La consultation des enseignants sur les nouveaux programmes de la classe de seconde ne s’achève que le 12 mars. Les programmes doivent ensuite être présentés au Conseil supérieur de l’éducation le 1er avril. Pourtant, les éditeurs ont déjà commencé à concevoir les manuels de seconde pour la rentrée scolaire 2010 ! « Les éditeurs ne pouvaient pas attendre le 1er avril pour mettre en branle la machine, explique Julie*, une des enseignantes travaillant pour un gros éditeur sur le futur manuel de physique-chimie. L’enjeu financier est énorme : il faut que les livres soient sortis pour juin, ou au pire septembre, pour que les enseignants puissent faire leur choix. »

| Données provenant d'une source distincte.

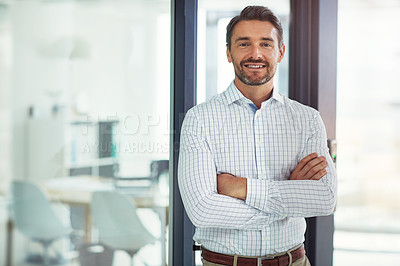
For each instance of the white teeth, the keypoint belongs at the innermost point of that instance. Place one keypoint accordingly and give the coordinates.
(254, 66)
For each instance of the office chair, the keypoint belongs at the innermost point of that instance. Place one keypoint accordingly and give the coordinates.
(118, 224)
(34, 217)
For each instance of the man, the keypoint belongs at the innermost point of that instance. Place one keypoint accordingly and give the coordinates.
(253, 164)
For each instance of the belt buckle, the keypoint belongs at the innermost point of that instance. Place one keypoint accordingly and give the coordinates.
(259, 260)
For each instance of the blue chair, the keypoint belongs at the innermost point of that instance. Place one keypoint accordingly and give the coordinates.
(118, 224)
(34, 216)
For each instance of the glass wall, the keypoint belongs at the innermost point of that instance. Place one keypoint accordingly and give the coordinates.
(84, 107)
(367, 227)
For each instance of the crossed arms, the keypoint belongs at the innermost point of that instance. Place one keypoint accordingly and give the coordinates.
(226, 201)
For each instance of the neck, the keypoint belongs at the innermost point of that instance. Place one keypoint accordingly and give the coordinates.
(257, 94)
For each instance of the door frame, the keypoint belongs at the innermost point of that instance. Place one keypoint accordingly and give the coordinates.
(312, 81)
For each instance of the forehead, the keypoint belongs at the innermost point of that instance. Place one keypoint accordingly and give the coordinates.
(254, 29)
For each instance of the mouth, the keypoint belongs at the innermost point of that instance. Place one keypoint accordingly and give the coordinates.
(254, 65)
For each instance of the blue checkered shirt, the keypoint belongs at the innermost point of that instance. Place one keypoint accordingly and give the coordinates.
(228, 134)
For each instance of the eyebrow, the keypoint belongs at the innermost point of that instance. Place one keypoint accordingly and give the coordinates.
(247, 38)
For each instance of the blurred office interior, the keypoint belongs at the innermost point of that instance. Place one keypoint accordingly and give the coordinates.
(85, 106)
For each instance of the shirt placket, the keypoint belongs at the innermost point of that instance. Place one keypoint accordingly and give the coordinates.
(259, 144)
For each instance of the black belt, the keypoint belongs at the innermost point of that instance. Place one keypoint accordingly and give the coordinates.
(225, 259)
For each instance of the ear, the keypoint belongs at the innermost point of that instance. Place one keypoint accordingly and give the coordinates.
(281, 53)
(228, 54)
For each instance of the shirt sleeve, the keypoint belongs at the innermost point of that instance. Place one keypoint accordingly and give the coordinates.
(197, 180)
(299, 198)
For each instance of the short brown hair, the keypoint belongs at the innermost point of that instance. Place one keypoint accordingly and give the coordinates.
(260, 13)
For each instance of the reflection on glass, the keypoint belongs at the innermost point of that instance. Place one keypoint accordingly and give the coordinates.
(214, 73)
(367, 228)
(84, 97)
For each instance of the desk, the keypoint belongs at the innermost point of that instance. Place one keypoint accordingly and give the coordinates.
(77, 191)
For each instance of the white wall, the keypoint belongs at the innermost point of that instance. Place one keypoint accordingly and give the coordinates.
(103, 59)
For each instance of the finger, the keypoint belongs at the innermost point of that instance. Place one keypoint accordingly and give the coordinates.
(319, 175)
(311, 164)
(315, 169)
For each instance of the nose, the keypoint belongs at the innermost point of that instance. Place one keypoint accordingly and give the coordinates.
(255, 52)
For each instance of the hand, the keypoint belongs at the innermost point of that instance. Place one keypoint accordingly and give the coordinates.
(310, 167)
(232, 186)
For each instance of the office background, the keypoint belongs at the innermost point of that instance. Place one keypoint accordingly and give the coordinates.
(68, 66)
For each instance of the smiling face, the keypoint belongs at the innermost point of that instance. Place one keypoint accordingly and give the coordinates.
(255, 52)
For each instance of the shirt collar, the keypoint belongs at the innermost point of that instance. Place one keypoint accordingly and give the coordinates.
(232, 94)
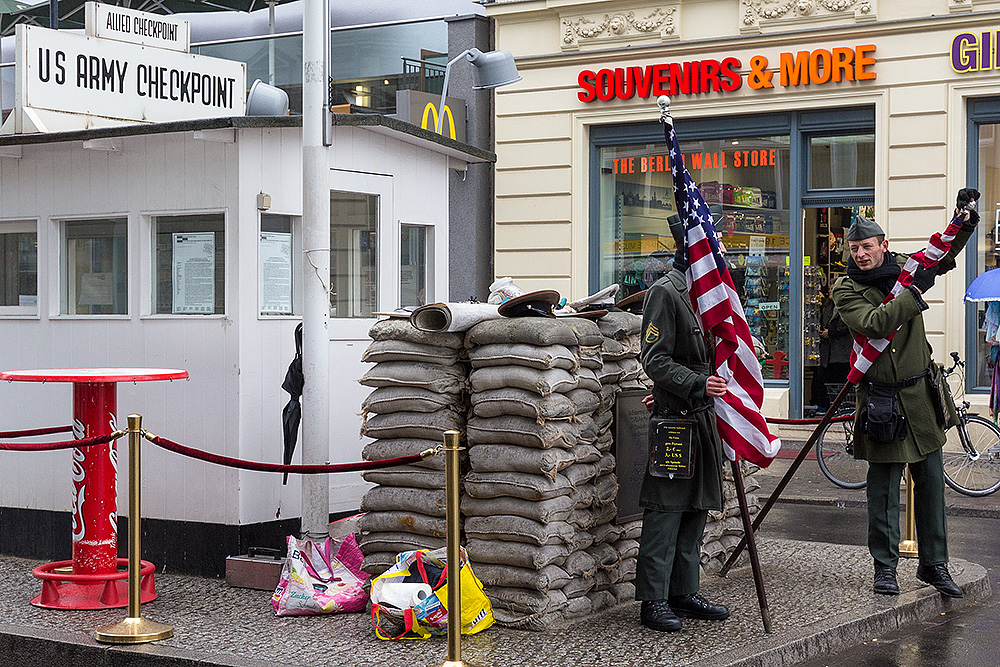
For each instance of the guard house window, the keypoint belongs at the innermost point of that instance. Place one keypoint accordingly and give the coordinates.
(18, 268)
(275, 274)
(842, 162)
(190, 260)
(749, 179)
(95, 268)
(353, 254)
(413, 265)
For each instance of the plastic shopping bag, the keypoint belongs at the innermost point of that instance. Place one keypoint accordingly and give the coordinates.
(426, 615)
(314, 581)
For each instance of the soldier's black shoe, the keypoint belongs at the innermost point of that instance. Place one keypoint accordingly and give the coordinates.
(657, 615)
(885, 580)
(938, 577)
(695, 606)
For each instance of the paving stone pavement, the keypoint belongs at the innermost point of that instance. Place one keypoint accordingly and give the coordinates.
(819, 596)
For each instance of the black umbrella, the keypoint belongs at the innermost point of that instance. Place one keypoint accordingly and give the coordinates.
(292, 414)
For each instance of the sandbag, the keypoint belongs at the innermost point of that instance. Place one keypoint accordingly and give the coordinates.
(393, 448)
(554, 380)
(433, 377)
(516, 553)
(515, 430)
(429, 502)
(509, 528)
(545, 511)
(407, 399)
(530, 330)
(550, 577)
(514, 458)
(415, 425)
(516, 484)
(401, 329)
(407, 475)
(541, 357)
(523, 403)
(407, 522)
(402, 350)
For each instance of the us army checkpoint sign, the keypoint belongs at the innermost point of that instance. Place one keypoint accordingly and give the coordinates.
(63, 72)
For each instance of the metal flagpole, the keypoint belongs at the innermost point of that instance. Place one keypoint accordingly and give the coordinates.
(316, 267)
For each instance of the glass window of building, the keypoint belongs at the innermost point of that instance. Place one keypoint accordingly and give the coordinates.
(276, 254)
(842, 162)
(747, 181)
(95, 267)
(353, 254)
(190, 261)
(18, 268)
(413, 265)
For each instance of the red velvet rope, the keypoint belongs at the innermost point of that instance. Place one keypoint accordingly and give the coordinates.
(52, 446)
(815, 420)
(177, 448)
(36, 431)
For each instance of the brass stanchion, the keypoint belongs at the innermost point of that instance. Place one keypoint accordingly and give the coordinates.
(908, 546)
(134, 629)
(451, 450)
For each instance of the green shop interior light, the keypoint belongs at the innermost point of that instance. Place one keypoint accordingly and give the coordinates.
(490, 70)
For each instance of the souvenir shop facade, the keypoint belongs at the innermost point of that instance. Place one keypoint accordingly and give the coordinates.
(793, 120)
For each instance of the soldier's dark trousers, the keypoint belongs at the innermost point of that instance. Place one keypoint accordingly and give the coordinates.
(669, 554)
(883, 510)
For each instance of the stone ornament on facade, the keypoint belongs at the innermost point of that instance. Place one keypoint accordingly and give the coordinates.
(760, 14)
(644, 24)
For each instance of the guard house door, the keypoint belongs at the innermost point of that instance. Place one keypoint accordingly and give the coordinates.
(364, 280)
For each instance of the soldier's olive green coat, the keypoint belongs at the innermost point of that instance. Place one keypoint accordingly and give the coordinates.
(908, 354)
(677, 358)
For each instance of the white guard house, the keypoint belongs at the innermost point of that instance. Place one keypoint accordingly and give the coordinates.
(178, 245)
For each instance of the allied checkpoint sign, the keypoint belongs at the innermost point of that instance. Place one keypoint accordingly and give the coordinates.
(66, 81)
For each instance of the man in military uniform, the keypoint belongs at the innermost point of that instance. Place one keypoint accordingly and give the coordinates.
(677, 357)
(898, 419)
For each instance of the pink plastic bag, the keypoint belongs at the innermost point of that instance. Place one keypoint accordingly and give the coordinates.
(314, 581)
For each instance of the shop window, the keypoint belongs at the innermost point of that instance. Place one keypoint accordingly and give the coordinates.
(274, 276)
(842, 162)
(413, 265)
(748, 178)
(353, 254)
(190, 261)
(95, 267)
(18, 268)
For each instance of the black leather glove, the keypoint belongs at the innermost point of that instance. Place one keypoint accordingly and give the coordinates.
(923, 279)
(966, 195)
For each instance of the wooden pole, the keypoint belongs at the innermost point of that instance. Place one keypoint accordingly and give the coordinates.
(788, 475)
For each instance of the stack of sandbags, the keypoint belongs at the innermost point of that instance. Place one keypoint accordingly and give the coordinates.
(724, 529)
(531, 497)
(419, 381)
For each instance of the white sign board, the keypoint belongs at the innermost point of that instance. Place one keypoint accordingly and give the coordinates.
(275, 273)
(194, 273)
(77, 74)
(129, 25)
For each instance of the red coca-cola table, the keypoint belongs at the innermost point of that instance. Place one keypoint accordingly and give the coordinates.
(94, 581)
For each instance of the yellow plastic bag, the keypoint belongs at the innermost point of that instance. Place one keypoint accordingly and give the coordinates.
(428, 617)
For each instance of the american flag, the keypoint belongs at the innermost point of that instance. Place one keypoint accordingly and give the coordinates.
(866, 350)
(742, 426)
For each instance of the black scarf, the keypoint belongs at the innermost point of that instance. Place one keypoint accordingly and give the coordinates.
(881, 277)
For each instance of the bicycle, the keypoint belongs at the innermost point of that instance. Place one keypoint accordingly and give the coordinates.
(971, 453)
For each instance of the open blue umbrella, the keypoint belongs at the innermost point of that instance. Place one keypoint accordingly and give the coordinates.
(986, 287)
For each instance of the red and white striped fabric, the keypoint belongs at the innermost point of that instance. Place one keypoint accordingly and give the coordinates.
(866, 350)
(742, 426)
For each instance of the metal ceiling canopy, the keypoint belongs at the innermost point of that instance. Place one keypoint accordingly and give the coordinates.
(71, 14)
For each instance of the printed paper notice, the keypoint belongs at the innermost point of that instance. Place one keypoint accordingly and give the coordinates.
(194, 273)
(275, 273)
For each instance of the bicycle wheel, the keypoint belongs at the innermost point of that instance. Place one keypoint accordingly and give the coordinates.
(973, 469)
(835, 454)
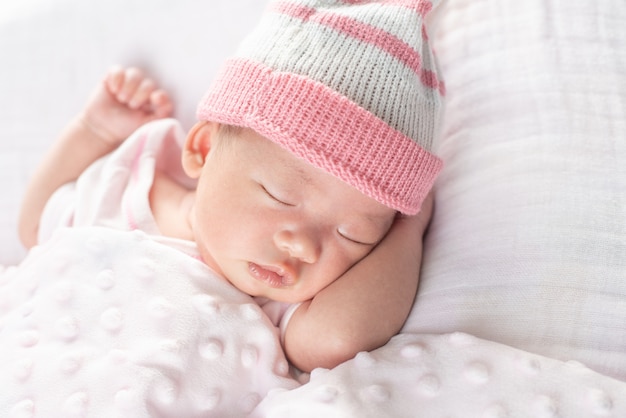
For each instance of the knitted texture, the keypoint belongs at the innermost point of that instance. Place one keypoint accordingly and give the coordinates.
(349, 86)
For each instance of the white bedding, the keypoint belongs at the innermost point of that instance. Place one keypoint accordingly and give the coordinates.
(522, 301)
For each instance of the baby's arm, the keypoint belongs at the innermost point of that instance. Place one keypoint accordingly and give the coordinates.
(365, 307)
(123, 101)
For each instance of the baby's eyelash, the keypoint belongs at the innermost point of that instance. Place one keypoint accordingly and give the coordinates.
(353, 240)
(274, 197)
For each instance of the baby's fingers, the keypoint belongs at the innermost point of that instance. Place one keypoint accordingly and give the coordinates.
(142, 93)
(161, 104)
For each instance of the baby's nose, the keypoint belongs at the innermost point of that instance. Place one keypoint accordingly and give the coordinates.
(301, 245)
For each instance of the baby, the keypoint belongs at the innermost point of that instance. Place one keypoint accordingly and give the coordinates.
(299, 184)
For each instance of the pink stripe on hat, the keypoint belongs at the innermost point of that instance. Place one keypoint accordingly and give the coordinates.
(363, 32)
(349, 86)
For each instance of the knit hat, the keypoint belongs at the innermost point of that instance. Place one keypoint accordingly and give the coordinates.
(351, 86)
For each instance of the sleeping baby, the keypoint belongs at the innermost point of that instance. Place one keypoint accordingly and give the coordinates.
(169, 267)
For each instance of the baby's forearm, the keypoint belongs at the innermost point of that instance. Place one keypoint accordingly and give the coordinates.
(76, 148)
(364, 308)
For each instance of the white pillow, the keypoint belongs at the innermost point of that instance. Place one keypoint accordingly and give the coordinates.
(55, 53)
(528, 242)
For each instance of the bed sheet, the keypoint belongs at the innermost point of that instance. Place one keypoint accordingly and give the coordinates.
(522, 297)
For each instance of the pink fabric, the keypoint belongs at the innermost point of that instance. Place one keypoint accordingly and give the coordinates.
(318, 124)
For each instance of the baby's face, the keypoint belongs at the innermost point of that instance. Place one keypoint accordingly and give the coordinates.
(274, 225)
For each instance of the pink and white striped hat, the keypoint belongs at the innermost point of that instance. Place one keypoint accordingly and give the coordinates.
(351, 86)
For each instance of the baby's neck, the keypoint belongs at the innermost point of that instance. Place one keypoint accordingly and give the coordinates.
(171, 205)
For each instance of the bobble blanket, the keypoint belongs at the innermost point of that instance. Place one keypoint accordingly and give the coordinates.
(522, 299)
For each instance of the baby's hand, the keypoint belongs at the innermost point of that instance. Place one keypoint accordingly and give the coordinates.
(125, 100)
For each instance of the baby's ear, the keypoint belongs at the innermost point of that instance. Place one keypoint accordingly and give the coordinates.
(197, 146)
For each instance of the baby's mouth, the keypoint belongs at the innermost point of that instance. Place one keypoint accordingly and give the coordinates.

Au mépris de l’avis des professeurs de lycée ? « On peut encore prendre en compte quelques modifications mais ce ne seront pas de grosses modifications », reconnaît-elle. C’est dire le peu de cas fait de cette consultation des enseignants pourtant mise en avant par le ministère pour étouffer la polémique grandissante sur le contenu des programmes de sciences économiques et sociales et d’histoire-géographie.

« Les programmes sont encore en phase d’élaboration », et peuvent donc « être modifiés, rien n’est définitif », avait alors affirmé le ministère de l’éducation.

A l’origine de l’affaire, c’est surtout la précipitation dans laquelle ces programmes ont été conçus qui est en cause. « Trois réunions en tout et pour tout, qui duraient entre une heure trente et trois heures, et qui ont eu lieu entre le 18 décembre et le 12 janvier. Et c’est tout », résume pour Rue 89, Sylvain David, président de l’Association des professeurs de sciences économiques et sociales (Apses) et membre du groupe d’experts chargé du programme de l’option SES. Et une conception un peu particulière de la liberté pédagogique puisque le cabinet du ministre n’a pas hésité à intervenir pour « enlever des questions comme la discrimination à l’emploi ou le chômage » selon l’Apses.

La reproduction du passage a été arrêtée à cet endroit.